Subsequently, the supernatants obtained from 3823 ×g centrifuge were further centrifuged at 10619 ×g for 20 min and the precipitate was washed with deionized water until the solution became neutral. The purified precipitate was dried in a vacuum oven at 60 °C overnight. For control experiment, samples were prepared under different CO2 pressures (12 and 20 MPa) with the same procedures. C3N4-20 MPa was prepared at 20 MPa, 80 °C without the addition of H3BO3.

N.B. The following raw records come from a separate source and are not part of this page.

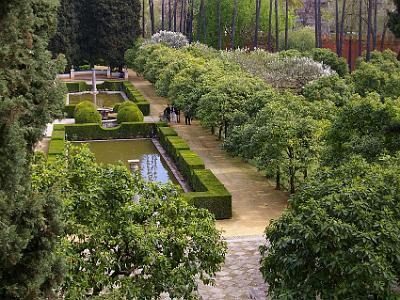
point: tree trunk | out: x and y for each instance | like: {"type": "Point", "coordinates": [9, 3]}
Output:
{"type": "Point", "coordinates": [375, 32]}
{"type": "Point", "coordinates": [255, 43]}
{"type": "Point", "coordinates": [383, 37]}
{"type": "Point", "coordinates": [163, 15]}
{"type": "Point", "coordinates": [337, 27]}
{"type": "Point", "coordinates": [360, 28]}
{"type": "Point", "coordinates": [175, 10]}
{"type": "Point", "coordinates": [143, 21]}
{"type": "Point", "coordinates": [369, 28]}
{"type": "Point", "coordinates": [219, 25]}
{"type": "Point", "coordinates": [278, 179]}
{"type": "Point", "coordinates": [169, 15]}
{"type": "Point", "coordinates": [276, 26]}
{"type": "Point", "coordinates": [286, 24]}
{"type": "Point", "coordinates": [319, 24]}
{"type": "Point", "coordinates": [151, 8]}
{"type": "Point", "coordinates": [342, 28]}
{"type": "Point", "coordinates": [233, 25]}
{"type": "Point", "coordinates": [316, 23]}
{"type": "Point", "coordinates": [269, 38]}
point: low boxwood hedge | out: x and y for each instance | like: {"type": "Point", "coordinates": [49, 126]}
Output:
{"type": "Point", "coordinates": [208, 191]}
{"type": "Point", "coordinates": [128, 130]}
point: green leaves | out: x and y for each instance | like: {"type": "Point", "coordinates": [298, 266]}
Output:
{"type": "Point", "coordinates": [134, 249]}
{"type": "Point", "coordinates": [340, 237]}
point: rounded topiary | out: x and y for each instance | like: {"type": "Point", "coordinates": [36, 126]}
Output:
{"type": "Point", "coordinates": [86, 112]}
{"type": "Point", "coordinates": [129, 113]}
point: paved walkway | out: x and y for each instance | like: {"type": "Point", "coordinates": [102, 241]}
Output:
{"type": "Point", "coordinates": [254, 199]}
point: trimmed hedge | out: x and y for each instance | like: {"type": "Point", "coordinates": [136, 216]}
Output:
{"type": "Point", "coordinates": [131, 130]}
{"type": "Point", "coordinates": [209, 192]}
{"type": "Point", "coordinates": [111, 85]}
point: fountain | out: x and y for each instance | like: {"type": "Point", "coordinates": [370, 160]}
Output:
{"type": "Point", "coordinates": [94, 87]}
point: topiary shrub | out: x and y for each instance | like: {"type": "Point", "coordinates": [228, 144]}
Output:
{"type": "Point", "coordinates": [129, 113]}
{"type": "Point", "coordinates": [86, 112]}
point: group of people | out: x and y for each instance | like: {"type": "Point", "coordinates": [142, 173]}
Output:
{"type": "Point", "coordinates": [173, 114]}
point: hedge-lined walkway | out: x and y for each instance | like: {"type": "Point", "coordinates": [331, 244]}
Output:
{"type": "Point", "coordinates": [254, 199]}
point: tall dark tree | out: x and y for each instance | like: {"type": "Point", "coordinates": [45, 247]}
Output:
{"type": "Point", "coordinates": [375, 31]}
{"type": "Point", "coordinates": [369, 29]}
{"type": "Point", "coordinates": [316, 27]}
{"type": "Point", "coordinates": [394, 21]}
{"type": "Point", "coordinates": [286, 24]}
{"type": "Point", "coordinates": [360, 27]}
{"type": "Point", "coordinates": [30, 97]}
{"type": "Point", "coordinates": [269, 36]}
{"type": "Point", "coordinates": [233, 24]}
{"type": "Point", "coordinates": [143, 20]}
{"type": "Point", "coordinates": [151, 11]}
{"type": "Point", "coordinates": [101, 35]}
{"type": "Point", "coordinates": [163, 15]}
{"type": "Point", "coordinates": [342, 28]}
{"type": "Point", "coordinates": [219, 25]}
{"type": "Point", "coordinates": [276, 26]}
{"type": "Point", "coordinates": [258, 3]}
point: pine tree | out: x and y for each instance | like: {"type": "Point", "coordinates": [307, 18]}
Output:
{"type": "Point", "coordinates": [30, 97]}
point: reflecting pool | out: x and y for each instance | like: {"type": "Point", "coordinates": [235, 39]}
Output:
{"type": "Point", "coordinates": [152, 165]}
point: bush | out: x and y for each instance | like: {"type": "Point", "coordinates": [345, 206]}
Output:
{"type": "Point", "coordinates": [129, 113]}
{"type": "Point", "coordinates": [301, 40]}
{"type": "Point", "coordinates": [82, 132]}
{"type": "Point", "coordinates": [330, 58]}
{"type": "Point", "coordinates": [86, 112]}
{"type": "Point", "coordinates": [171, 39]}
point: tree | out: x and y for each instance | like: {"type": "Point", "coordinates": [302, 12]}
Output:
{"type": "Point", "coordinates": [132, 239]}
{"type": "Point", "coordinates": [97, 32]}
{"type": "Point", "coordinates": [340, 237]}
{"type": "Point", "coordinates": [30, 97]}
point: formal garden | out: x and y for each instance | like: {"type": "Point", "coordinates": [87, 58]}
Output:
{"type": "Point", "coordinates": [104, 196]}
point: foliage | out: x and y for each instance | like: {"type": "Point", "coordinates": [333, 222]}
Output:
{"type": "Point", "coordinates": [168, 38]}
{"type": "Point", "coordinates": [381, 74]}
{"type": "Point", "coordinates": [302, 39]}
{"type": "Point", "coordinates": [282, 72]}
{"type": "Point", "coordinates": [331, 59]}
{"type": "Point", "coordinates": [340, 237]}
{"type": "Point", "coordinates": [92, 31]}
{"type": "Point", "coordinates": [83, 132]}
{"type": "Point", "coordinates": [127, 237]}
{"type": "Point", "coordinates": [129, 113]}
{"type": "Point", "coordinates": [332, 88]}
{"type": "Point", "coordinates": [30, 97]}
{"type": "Point", "coordinates": [86, 112]}
{"type": "Point", "coordinates": [361, 128]}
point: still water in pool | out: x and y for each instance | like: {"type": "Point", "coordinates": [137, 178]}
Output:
{"type": "Point", "coordinates": [152, 166]}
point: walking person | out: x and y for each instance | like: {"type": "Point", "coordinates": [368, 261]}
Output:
{"type": "Point", "coordinates": [187, 116]}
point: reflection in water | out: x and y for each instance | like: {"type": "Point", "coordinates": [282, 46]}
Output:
{"type": "Point", "coordinates": [152, 166]}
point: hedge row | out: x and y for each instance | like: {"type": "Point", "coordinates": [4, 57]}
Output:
{"type": "Point", "coordinates": [209, 192]}
{"type": "Point", "coordinates": [110, 85]}
{"type": "Point", "coordinates": [128, 130]}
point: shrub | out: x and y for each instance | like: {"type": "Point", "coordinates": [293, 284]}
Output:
{"type": "Point", "coordinates": [330, 58]}
{"type": "Point", "coordinates": [302, 39]}
{"type": "Point", "coordinates": [129, 113]}
{"type": "Point", "coordinates": [86, 112]}
{"type": "Point", "coordinates": [171, 39]}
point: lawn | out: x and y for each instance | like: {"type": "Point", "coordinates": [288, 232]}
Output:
{"type": "Point", "coordinates": [103, 100]}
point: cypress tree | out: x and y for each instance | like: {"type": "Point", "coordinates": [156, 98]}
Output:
{"type": "Point", "coordinates": [30, 97]}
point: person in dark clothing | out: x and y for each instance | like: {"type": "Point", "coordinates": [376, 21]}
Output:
{"type": "Point", "coordinates": [178, 114]}
{"type": "Point", "coordinates": [167, 113]}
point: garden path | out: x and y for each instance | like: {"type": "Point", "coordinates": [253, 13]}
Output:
{"type": "Point", "coordinates": [254, 200]}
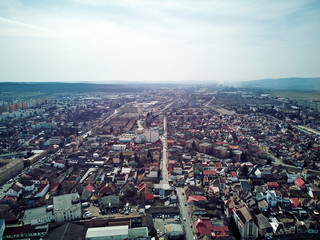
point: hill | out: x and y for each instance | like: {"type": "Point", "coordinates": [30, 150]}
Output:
{"type": "Point", "coordinates": [284, 84]}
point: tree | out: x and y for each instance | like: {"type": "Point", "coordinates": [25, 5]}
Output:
{"type": "Point", "coordinates": [121, 157]}
{"type": "Point", "coordinates": [245, 170]}
{"type": "Point", "coordinates": [269, 161]}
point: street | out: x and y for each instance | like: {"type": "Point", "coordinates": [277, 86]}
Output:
{"type": "Point", "coordinates": [184, 214]}
{"type": "Point", "coordinates": [164, 164]}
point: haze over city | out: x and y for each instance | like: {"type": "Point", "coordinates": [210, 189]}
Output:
{"type": "Point", "coordinates": [158, 41]}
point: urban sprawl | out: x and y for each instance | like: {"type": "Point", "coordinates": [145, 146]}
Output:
{"type": "Point", "coordinates": [170, 163]}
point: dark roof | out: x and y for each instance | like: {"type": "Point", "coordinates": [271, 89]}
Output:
{"type": "Point", "coordinates": [67, 231]}
{"type": "Point", "coordinates": [165, 209]}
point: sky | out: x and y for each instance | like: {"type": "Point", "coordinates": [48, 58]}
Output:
{"type": "Point", "coordinates": [158, 40]}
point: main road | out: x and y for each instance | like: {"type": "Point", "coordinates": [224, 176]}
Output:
{"type": "Point", "coordinates": [184, 214]}
{"type": "Point", "coordinates": [164, 165]}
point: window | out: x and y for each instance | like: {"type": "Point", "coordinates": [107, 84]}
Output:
{"type": "Point", "coordinates": [250, 228]}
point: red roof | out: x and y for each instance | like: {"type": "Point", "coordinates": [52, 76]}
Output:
{"type": "Point", "coordinates": [90, 188]}
{"type": "Point", "coordinates": [142, 187]}
{"type": "Point", "coordinates": [273, 185]}
{"type": "Point", "coordinates": [10, 198]}
{"type": "Point", "coordinates": [13, 231]}
{"type": "Point", "coordinates": [42, 187]}
{"type": "Point", "coordinates": [196, 198]}
{"type": "Point", "coordinates": [149, 197]}
{"type": "Point", "coordinates": [204, 227]}
{"type": "Point", "coordinates": [299, 182]}
{"type": "Point", "coordinates": [223, 180]}
{"type": "Point", "coordinates": [53, 187]}
{"type": "Point", "coordinates": [221, 230]}
{"type": "Point", "coordinates": [295, 202]}
{"type": "Point", "coordinates": [209, 172]}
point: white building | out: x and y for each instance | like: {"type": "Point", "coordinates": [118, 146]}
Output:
{"type": "Point", "coordinates": [67, 207]}
{"type": "Point", "coordinates": [2, 227]}
{"type": "Point", "coordinates": [108, 233]}
{"type": "Point", "coordinates": [152, 136]}
{"type": "Point", "coordinates": [37, 216]}
{"type": "Point", "coordinates": [119, 147]}
{"type": "Point", "coordinates": [246, 222]}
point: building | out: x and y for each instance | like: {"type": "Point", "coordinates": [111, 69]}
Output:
{"type": "Point", "coordinates": [108, 233]}
{"type": "Point", "coordinates": [38, 216]}
{"type": "Point", "coordinates": [2, 227]}
{"type": "Point", "coordinates": [119, 147]}
{"type": "Point", "coordinates": [67, 207]}
{"type": "Point", "coordinates": [10, 168]}
{"type": "Point", "coordinates": [173, 231]}
{"type": "Point", "coordinates": [139, 233]}
{"type": "Point", "coordinates": [246, 222]}
{"type": "Point", "coordinates": [152, 136]}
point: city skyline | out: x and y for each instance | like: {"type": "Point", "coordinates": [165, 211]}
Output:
{"type": "Point", "coordinates": [139, 41]}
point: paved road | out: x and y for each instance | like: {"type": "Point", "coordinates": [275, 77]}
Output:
{"type": "Point", "coordinates": [140, 127]}
{"type": "Point", "coordinates": [100, 124]}
{"type": "Point", "coordinates": [184, 214]}
{"type": "Point", "coordinates": [164, 164]}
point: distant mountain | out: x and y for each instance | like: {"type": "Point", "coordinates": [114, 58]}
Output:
{"type": "Point", "coordinates": [284, 84]}
{"type": "Point", "coordinates": [58, 87]}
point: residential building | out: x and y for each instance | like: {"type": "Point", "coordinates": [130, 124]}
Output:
{"type": "Point", "coordinates": [67, 207]}
{"type": "Point", "coordinates": [246, 222]}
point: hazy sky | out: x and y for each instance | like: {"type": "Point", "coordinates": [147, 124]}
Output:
{"type": "Point", "coordinates": [154, 40]}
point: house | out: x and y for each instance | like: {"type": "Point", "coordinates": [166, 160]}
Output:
{"type": "Point", "coordinates": [295, 203]}
{"type": "Point", "coordinates": [66, 207]}
{"type": "Point", "coordinates": [149, 197]}
{"type": "Point", "coordinates": [74, 179]}
{"type": "Point", "coordinates": [29, 186]}
{"type": "Point", "coordinates": [220, 232]}
{"type": "Point", "coordinates": [203, 227]}
{"type": "Point", "coordinates": [291, 177]}
{"type": "Point", "coordinates": [273, 186]}
{"type": "Point", "coordinates": [209, 174]}
{"type": "Point", "coordinates": [162, 191]}
{"type": "Point", "coordinates": [194, 190]}
{"type": "Point", "coordinates": [87, 192]}
{"type": "Point", "coordinates": [2, 228]}
{"type": "Point", "coordinates": [213, 192]}
{"type": "Point", "coordinates": [38, 216]}
{"type": "Point", "coordinates": [15, 190]}
{"type": "Point", "coordinates": [278, 228]}
{"type": "Point", "coordinates": [246, 222]}
{"type": "Point", "coordinates": [314, 192]}
{"type": "Point", "coordinates": [53, 188]}
{"type": "Point", "coordinates": [173, 231]}
{"type": "Point", "coordinates": [265, 228]}
{"type": "Point", "coordinates": [26, 232]}
{"type": "Point", "coordinates": [43, 190]}
{"type": "Point", "coordinates": [289, 226]}
{"type": "Point", "coordinates": [197, 200]}
{"type": "Point", "coordinates": [299, 183]}
{"type": "Point", "coordinates": [109, 203]}
{"type": "Point", "coordinates": [263, 205]}
{"type": "Point", "coordinates": [108, 189]}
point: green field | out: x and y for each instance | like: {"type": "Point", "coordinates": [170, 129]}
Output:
{"type": "Point", "coordinates": [301, 95]}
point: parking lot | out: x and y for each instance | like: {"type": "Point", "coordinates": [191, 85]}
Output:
{"type": "Point", "coordinates": [160, 222]}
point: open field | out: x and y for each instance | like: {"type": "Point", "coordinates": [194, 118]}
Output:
{"type": "Point", "coordinates": [22, 94]}
{"type": "Point", "coordinates": [301, 95]}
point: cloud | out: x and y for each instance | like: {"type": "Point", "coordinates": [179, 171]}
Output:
{"type": "Point", "coordinates": [154, 40]}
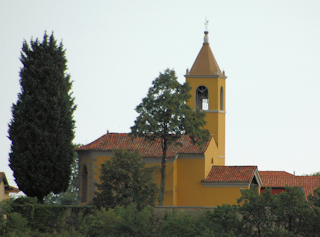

Material characterizations

The morphology and structure of the samples were characterized by tapping mode AFM (Nanoscope IIIA), TEM (JEOL JEM-2100), and HRTEM. X-ray diffraction (XRD) patterns were collected on a XPERTPRO (Netherlands). X-ray photoelectron spectroscopy was performed using a Thermo ESCALAB 280 system with Al/K (photon energy = 1486.6 eV) anode mono-X-ray source. All binding energies were calibrated by using the contaminant carbon (C 1 s = 284.8 eV) as a reference. Fourier transform infrared (FTIR) spectra were obtained on a Nicolet Nexus spectrometer. The magnetic properties of the samples were measured by a SQUID magnetometer with a sensitivity of <1 × 10−8 emu. Specifically, the magnetic properties were measured by compressing the samples into linear diamagnetic plastic capsules, which were carefully handled using nonmagnetic tweezers, capsules and tapes to avoid unintentional magnetic contamination. Solid-state 11B magic-angle-spinning nuclear magnetic resonance (11B MAS-NMR) measurements were performed on Bruker AVANCE III 400 MHz WB solid-state NMR spectrometer. The spectra were acquired using 4 mm MAS NMR probes with a spinning rate of 10 kHz. The detection of residual metal content in the bulk C3N4, B-C3N4−12 MPa, B-C3N4−16 MPa and B-C3N4-20 MPa samples was performed by inductively coupled plasma mass spectrometry (ICP-MS). The exact amount of the sample (10 mg) was immersed in a concentrated nitric acid (≥99.999% trace metals basis) and heated for 2 h at 100 °C. Afterward, the mixture was transferred into 100 mL volumetric flask, diluted with water, and the undissolved samples were caught by a 200 nm Millipore filter. The obtained concentration of metals in the solution was recalculated to the amount of the tested sample (analogically, diluted nitric acid was used as a blank). X-ray absorption near edge structure (XANES) measurements were conducted at the insertion-device beamline of the Materials Research Collaborative Access Team (MR-CAT) at the Advanced Photon Source located within the National Synchrotron Radiation Laboratory. The energy resolution for the absorption spectra is around 40 and 80 meV for the boron edges, respectively. The B K-edges XANES spectra were collected using the sample drain current mode.

Computational methods

All the calculations were based on Density Functional Theory (DFT) as implemented in the Vienna Ab-initio Simulation Package (VASP) code utilizing the projector augmented wave method (PAW)56,57,58. The exchange-correlation energy of generalized gradient approximation proposed by Perdew, Burke, and Ernzerhof (GGA-PBE) was adopted59. A vacuum of 20 Å perpendiculars to the sheets was applied to avoid the interaction between layers. A kinetic energy cut off of 450 eV was used for the plane-wave basis set. The sampling in the Brillouin zone was set with 5 × 5 × 1 by the Monkhorst-Pack method60,61. Convergence criteria employed for both the electronic self-consistent relaxation and ionic relaxation were set to be 10−4 and 0.02 eV/Å for energy and force, respectively.